The company posted a wider than expected loss yet still saw its shares explode as much as 10% after the report. This is in comparison to another marijuana company called Canopy Growth which saw a loss of 15% earlier this month when it reported a wider than expected net loss.
Curaleaf also topped revenue expectations with a $48.5 million top-line number and reported positive quarterly adjusted EBITDA for the first time in the company’s history.
According to CEO Joe Lusardi, the trend of positive EBITDA should continue as the more than $2 billion Curaleaf has poured into acquisitions that will help drive revenue growth.
This past spring Curaleaf said it would acquire West Coast-focused Cura Partners for nearly $1 billion and Chicago-based Grassroots.
“We’ll continue to grow the top line, profitably. We’ll continue to drive EBITDA as our scale becomes more obvious and we get the benefits of all the work we’ve done to grow our company,” Lusardi said to Yahoo Finance in an interview on YFi PM.

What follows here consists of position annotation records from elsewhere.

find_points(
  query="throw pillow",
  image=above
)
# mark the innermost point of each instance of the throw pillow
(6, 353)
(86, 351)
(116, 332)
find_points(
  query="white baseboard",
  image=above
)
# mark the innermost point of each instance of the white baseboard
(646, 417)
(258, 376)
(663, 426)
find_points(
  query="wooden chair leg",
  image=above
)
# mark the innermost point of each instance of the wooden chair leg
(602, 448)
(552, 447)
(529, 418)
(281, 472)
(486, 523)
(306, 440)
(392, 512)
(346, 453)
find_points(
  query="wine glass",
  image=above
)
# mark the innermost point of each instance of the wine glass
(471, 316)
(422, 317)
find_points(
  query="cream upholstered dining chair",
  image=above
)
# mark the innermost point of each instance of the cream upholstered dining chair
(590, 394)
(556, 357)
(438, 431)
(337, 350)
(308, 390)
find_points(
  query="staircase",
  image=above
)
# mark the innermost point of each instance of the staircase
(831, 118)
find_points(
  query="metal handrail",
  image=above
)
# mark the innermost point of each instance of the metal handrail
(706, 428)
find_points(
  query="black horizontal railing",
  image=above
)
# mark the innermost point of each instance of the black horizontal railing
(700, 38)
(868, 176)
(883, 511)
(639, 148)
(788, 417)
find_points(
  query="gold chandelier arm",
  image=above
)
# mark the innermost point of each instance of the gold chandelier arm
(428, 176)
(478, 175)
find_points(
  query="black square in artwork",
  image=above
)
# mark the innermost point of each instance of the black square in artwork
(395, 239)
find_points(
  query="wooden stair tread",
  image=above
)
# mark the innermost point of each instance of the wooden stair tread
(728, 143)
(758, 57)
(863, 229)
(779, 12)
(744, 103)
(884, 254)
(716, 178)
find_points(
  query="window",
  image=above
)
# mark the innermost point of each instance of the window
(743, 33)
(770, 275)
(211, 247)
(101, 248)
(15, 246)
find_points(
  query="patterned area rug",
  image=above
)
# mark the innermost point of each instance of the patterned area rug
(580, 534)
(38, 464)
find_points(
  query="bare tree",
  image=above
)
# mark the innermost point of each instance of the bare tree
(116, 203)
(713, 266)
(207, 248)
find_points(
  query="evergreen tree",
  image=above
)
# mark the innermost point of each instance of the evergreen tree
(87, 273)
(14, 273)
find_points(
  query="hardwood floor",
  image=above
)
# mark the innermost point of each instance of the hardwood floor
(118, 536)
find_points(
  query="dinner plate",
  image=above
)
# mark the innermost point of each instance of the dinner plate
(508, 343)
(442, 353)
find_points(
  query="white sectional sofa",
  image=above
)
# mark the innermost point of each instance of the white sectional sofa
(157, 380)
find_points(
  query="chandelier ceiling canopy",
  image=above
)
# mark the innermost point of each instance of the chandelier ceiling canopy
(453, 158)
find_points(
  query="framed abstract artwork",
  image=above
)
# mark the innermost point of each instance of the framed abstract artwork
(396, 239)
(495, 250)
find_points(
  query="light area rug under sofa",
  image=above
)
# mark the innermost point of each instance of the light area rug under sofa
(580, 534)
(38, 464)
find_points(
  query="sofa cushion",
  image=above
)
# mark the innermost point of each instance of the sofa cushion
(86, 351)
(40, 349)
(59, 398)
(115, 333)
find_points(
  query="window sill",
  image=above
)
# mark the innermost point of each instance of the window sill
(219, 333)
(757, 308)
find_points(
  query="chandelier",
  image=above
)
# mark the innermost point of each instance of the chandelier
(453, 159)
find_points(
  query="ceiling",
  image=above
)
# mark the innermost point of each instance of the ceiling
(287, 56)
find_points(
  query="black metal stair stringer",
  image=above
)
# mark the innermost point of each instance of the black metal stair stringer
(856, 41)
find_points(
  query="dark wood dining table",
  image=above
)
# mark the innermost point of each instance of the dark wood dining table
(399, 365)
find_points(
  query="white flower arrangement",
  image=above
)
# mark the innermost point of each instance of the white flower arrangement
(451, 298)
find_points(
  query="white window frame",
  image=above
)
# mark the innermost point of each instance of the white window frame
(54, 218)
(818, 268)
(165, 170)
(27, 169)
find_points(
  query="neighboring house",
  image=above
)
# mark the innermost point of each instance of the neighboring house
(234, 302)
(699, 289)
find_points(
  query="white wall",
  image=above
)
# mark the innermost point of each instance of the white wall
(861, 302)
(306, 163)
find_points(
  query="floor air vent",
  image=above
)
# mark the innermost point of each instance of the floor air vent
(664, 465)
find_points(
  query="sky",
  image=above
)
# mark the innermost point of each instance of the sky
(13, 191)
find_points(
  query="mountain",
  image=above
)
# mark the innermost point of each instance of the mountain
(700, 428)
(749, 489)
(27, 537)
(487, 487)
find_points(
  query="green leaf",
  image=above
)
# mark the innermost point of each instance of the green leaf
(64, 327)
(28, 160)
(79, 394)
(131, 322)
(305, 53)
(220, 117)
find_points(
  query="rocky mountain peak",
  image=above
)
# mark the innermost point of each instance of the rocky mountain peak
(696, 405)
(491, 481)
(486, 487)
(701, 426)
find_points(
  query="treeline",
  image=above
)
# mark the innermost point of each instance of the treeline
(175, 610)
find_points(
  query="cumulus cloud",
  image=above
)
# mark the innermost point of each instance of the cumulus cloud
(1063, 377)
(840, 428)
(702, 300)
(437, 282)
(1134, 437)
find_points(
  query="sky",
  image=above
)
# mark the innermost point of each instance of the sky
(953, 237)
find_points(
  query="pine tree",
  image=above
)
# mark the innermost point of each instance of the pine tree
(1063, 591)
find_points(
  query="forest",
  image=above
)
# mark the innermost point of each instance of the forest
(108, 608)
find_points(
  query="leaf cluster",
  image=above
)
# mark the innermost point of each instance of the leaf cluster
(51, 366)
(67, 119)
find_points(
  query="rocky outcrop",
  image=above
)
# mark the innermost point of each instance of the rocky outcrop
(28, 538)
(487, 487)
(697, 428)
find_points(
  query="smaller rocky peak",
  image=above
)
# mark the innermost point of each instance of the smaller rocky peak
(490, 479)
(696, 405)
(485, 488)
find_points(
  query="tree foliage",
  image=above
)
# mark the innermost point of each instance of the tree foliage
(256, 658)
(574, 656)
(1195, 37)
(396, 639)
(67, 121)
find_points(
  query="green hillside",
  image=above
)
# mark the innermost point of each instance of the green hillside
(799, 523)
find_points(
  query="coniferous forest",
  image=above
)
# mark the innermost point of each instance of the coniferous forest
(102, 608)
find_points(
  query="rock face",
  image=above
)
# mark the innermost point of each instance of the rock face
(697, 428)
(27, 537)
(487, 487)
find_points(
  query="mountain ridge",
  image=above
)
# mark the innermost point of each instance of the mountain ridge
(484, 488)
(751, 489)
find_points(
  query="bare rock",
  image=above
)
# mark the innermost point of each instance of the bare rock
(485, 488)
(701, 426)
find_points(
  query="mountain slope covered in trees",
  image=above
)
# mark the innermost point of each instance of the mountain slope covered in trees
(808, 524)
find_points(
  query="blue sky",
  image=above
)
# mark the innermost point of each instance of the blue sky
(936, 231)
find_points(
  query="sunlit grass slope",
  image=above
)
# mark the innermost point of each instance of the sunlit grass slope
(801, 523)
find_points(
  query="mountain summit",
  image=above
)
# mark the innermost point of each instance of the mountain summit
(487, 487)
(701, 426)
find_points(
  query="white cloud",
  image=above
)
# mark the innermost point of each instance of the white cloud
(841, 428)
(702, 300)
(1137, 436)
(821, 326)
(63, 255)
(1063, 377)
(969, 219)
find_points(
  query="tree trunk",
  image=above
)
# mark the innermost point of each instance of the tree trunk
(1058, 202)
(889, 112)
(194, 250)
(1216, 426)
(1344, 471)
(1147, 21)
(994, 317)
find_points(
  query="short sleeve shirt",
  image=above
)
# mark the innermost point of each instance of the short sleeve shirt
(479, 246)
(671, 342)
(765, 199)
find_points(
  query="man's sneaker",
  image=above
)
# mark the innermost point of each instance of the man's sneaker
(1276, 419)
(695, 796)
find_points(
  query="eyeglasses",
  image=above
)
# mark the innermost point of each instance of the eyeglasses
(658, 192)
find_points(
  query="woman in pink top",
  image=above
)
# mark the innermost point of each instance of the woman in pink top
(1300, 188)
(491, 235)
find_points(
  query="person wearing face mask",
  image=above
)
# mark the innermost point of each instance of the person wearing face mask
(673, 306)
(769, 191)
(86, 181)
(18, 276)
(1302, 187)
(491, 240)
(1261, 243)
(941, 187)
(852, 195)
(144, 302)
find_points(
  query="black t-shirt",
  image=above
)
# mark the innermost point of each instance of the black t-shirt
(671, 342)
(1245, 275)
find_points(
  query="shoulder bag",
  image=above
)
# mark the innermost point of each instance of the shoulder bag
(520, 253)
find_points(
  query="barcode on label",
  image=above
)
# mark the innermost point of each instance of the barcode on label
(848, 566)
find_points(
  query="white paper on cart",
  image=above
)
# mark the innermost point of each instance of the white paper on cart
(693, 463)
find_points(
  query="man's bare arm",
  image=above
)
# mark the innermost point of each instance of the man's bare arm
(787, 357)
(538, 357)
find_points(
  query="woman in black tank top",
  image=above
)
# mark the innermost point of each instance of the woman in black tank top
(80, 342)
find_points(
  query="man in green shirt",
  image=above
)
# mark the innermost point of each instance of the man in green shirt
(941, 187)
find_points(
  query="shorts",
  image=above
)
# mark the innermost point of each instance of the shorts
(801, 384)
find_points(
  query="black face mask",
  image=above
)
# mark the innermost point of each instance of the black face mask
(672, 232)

“We believe we’ll get our [Massachusetts] adult-use licenses later this year and that’ll set us up with a huge tailwind going into 2020,” he also said. “If you look at the data out of Massachusetts and the stores that are open, the numbers are fantastic so we’re very optimistic that that will be one of the most important cannabis markets next year, and we’’ll be a big player in that space.”
“The thesis is not complicated, we believe that U.S. cannabis is a $100 billion industry. It was only an $11 billion regulated [industry] last year,” Lusardi also remarked. “We will continue to grow the top line, convert people from the black market to the legal market and if you believe in that thesis, you should buy these stocks.”